The air distribution enclosure 21 is supported in any convenient manner for translation along the flare pipe 2. The illustrated air box 21 has slide bearings 28 positioned thereon or therein (FIG. 3) which receive guide rods 29 therethrough. The guide rods 29 are mounted on the platform 18 and run generally parallel to the flare pipe 2. The movable air box 21 communicates with the stationary blower 20 by means of a telescoping duct 30. The enclosure 21 is translated by means of a threaded jackscrew 31 attached to the jackscrew motor 32 and engaging threaded bearings or nuts 33 affixed to the enclosure 21. Preferably, the threads on the jackscrew 31 and nuts 33 are square profile threads such as Acme threads. The jackscrew 31 is supported by and extends between a pair of jackscrew bearings 34. Upon rotation of a jackscrew 31, the enclosure 21 is translated in a direction parallel to the flare pipe 2. The excursion of the air box 21 during extension and retraction is limited by means of a rear or first limit switch 35 and a front or second limit switch 36 which are interconnected with the jackscrew motor 32. The limit switches 35 and 36 are configured to allow for a small amount of overtravel of the enclosure 21 because of inertia after operation of one of the switches. The switches 35 and 36 may be mounted either on the enclosure 21 or, as illustrated, on the platform 18.
In the illustrated example, the fuel supply system 3, FIG. 3, includes a fuel tank 39, a high pressure fuel pump 40, a pair of solenoid actuated fuel valves 42 and 43, and a pair of fuel lines 44 and 45 terminating respectively in fuel nozzles 46 and 47. The fuel lines 44 and 45 extend respectively through the ignition tubes 22 and 23, the nozzles 46 and 47 being positioned near the respective outlet ends 49 and 50 of the tubes 22 and 23. A flexible fuel line 51 with slack to accommodate extension and retraction of the ignition extends between the fuel pump 40, located in the housing 25, and the valves 42 and 43 which are located in the movable enclosure 21. The valves 42 and 43 are controlled in such a manner that only one is open at a time, thereby delivering fuel to a single selected fuel nozzle 46 or 47.
The preferred fuel for igniting the waste gas is diesel fuel for economy and safety. Under some circumstances, it might be desirable to employ other liquid fuels such as kerosene, propane, or the like. Another alternative would be to compress and store a quantity of the waste gas for igniting subsequent quantities thereof. Slight modifications would be required in the fuel system 3 depending on the type of fuel employed therein. However, such modifications are considered to be within the scope of this invention.

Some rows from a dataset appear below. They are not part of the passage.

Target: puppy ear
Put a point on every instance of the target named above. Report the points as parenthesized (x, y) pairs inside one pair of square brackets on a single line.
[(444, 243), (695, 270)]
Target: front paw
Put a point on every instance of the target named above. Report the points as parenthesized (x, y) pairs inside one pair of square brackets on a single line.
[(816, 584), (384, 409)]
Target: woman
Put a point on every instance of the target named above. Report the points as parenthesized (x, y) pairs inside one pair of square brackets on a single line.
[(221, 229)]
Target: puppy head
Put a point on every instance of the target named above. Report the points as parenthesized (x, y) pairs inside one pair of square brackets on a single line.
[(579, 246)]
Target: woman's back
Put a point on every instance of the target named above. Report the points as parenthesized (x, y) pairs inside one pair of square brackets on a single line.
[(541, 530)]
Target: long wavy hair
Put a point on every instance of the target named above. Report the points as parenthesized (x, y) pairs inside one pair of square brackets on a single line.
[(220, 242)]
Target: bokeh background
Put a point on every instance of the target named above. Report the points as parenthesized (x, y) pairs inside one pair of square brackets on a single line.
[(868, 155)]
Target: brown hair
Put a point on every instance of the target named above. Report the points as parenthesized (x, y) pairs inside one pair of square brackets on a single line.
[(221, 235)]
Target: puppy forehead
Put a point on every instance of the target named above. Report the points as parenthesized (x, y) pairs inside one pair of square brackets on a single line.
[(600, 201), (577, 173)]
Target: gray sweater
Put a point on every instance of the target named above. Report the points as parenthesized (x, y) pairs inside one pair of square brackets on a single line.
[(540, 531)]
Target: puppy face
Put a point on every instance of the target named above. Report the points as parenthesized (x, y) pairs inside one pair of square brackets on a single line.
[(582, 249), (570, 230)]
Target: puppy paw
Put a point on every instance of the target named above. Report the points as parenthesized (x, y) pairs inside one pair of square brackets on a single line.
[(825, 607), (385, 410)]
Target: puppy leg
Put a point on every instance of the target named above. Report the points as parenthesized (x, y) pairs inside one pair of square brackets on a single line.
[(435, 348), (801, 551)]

The spark generating system 5 includes a pair of high voltage transformers 54 and 55 connected respectively to a pair of electrode assemblies 56 and 57 positioned respectively in the ignition tubes 22 and 23. In the illustrated arrangement 1, each electrode assembly includes a single insulated conductor 58 or 59 extending through the associated ignition tube and constituting a hot conductor while the ignition tube constitutes the common or ground conductor. Each electrode conductor is insulated from its associated ignition tube by means of a ceramic insulator 60 extending the length of the conductor. In the illustrated arrangement, the insulator 60 has a radius of about one-half inch and, further, is encased in a metal tube. The insulator 60 prevents arcing at undesired locations.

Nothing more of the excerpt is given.